First and foremost, of course, was their reappearance in 2000 with Two Against Nature — their first album in 20 years and a disc that earned them a controversial but long-overdue Grammy Award. Now, after a mere three years, here they come with a followup that finds guitarist Walter Becker and singer-keyboardist Donald Fagen adding a few new wrinkles to their sound.
Don’t worry — Everything Must Go is still a Steely Dan record at heart, with all the turtleneck-sweater jazz-pop grooves, cucumber-cool session-cat performances, blue-eyed soul, ice-pick guitar solos, crisply tasteful prouction and arch lyrical cynicism that entails. But perhaps due to their relatively brief incubation period, these nine cuts feel looser, funkier and more immediate than usual, as if Becker and Fagen were less concerned with working their musical pretzel logic and more interested in simply finding a good groove. The biggest news of all, though, has to be Becker’s lead vocal — his first in three decades with Dan, as far as I know — on the bluesy Slang of Ages.

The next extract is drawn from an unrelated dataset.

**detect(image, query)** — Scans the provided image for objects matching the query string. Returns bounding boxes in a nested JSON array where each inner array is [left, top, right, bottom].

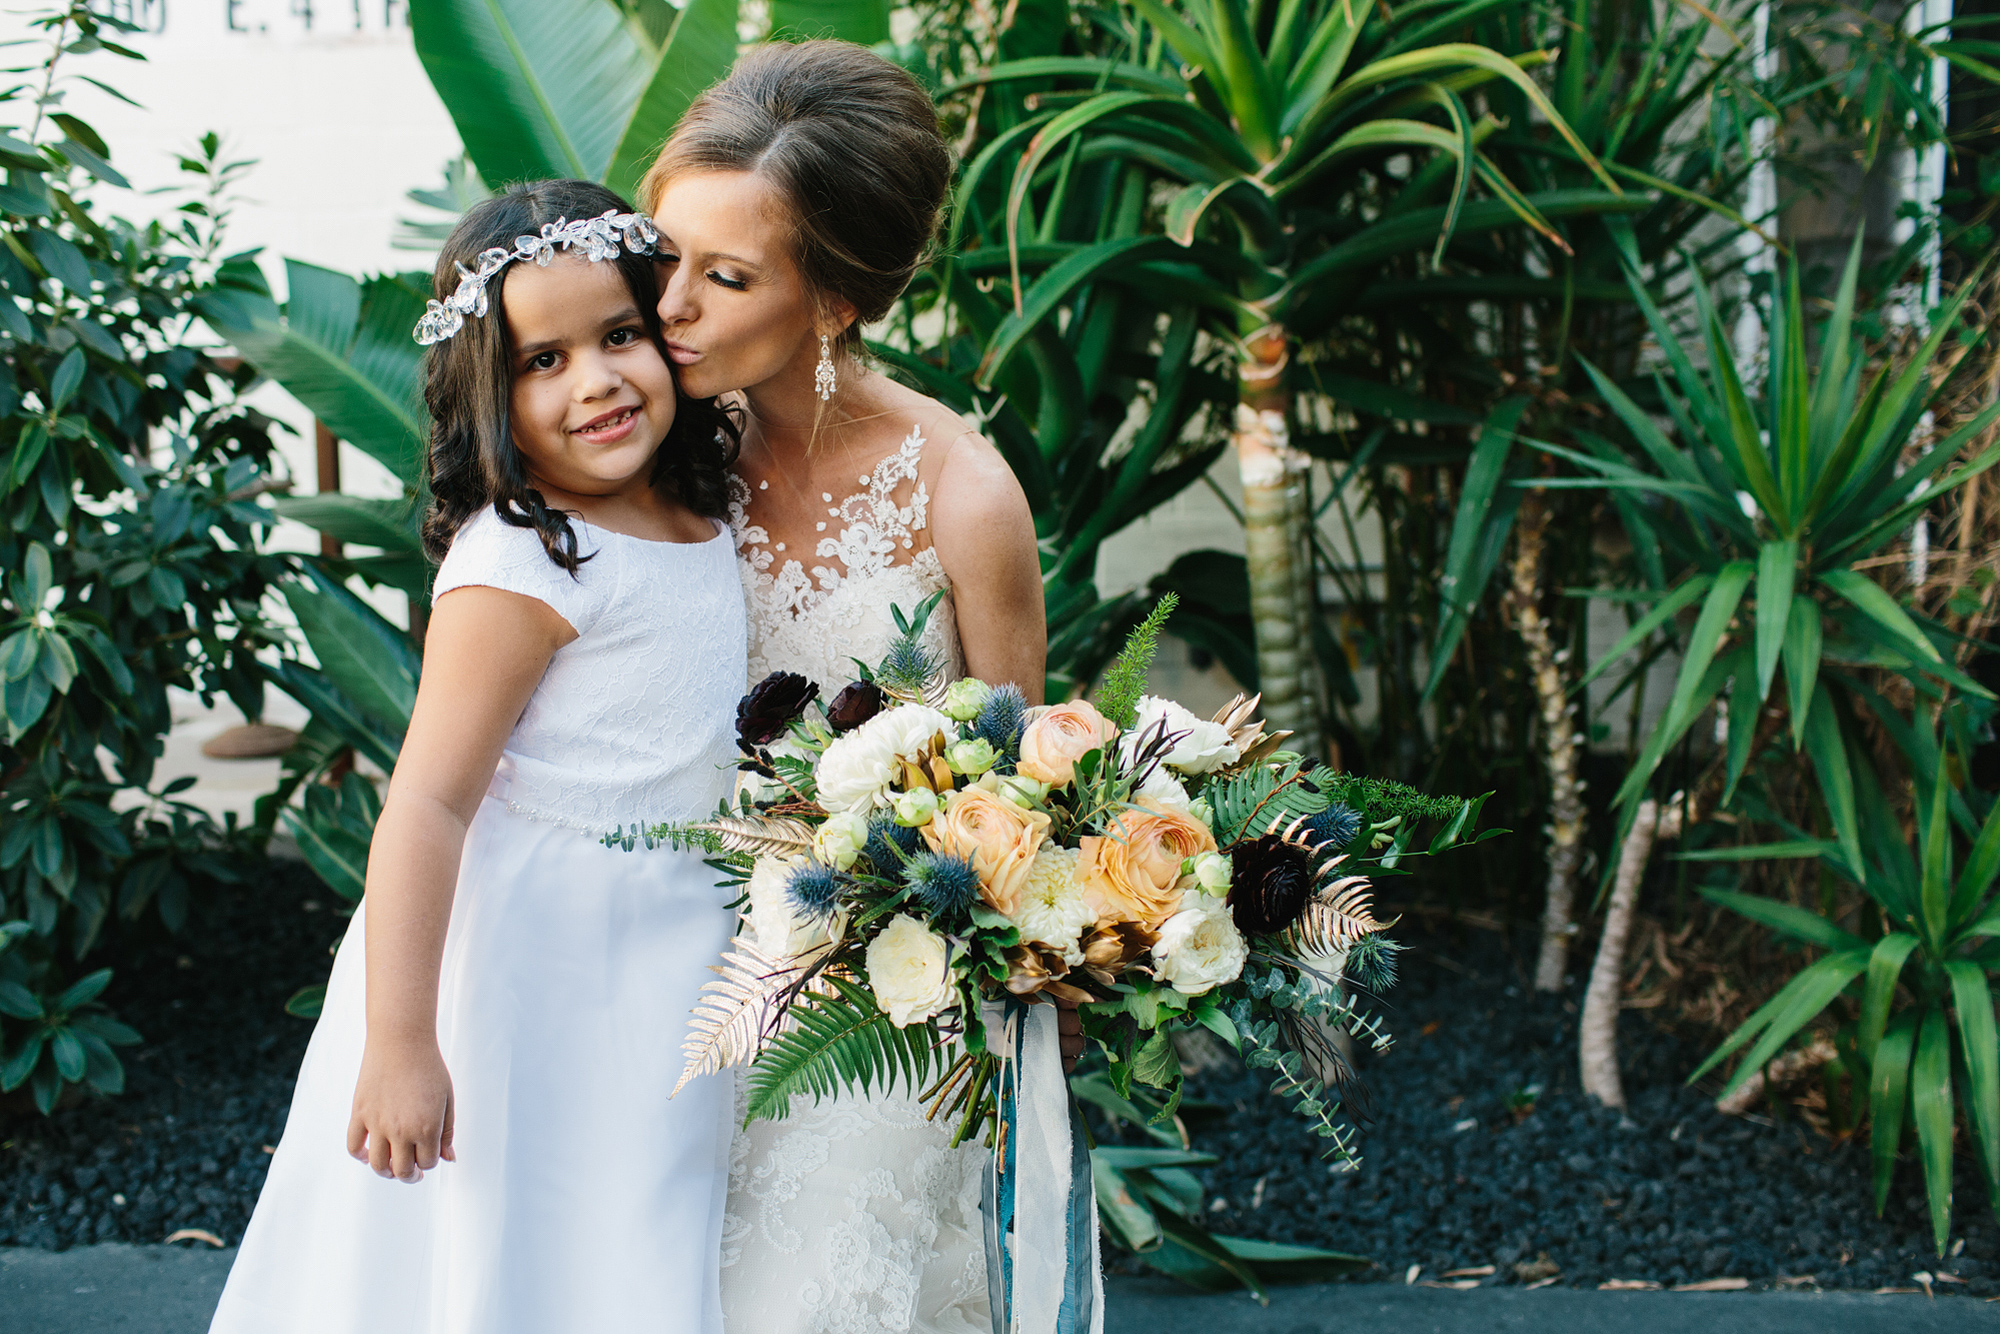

Not everything about Everything is a pleasant surprise, mind you. A few cuts seem less than inspired, as if the duo are just recycling old melodies and arrangements. And at just 42 minutes, the disc feels a little slight in this era of hour-long albums. Still, it’s comforting to know that while they may have picked up the pace and streamlined their approach, Steely Dan haven’t dropped their standards or sold out on Everything Must Go. Sometimes, the best surprise really is no surprise at all.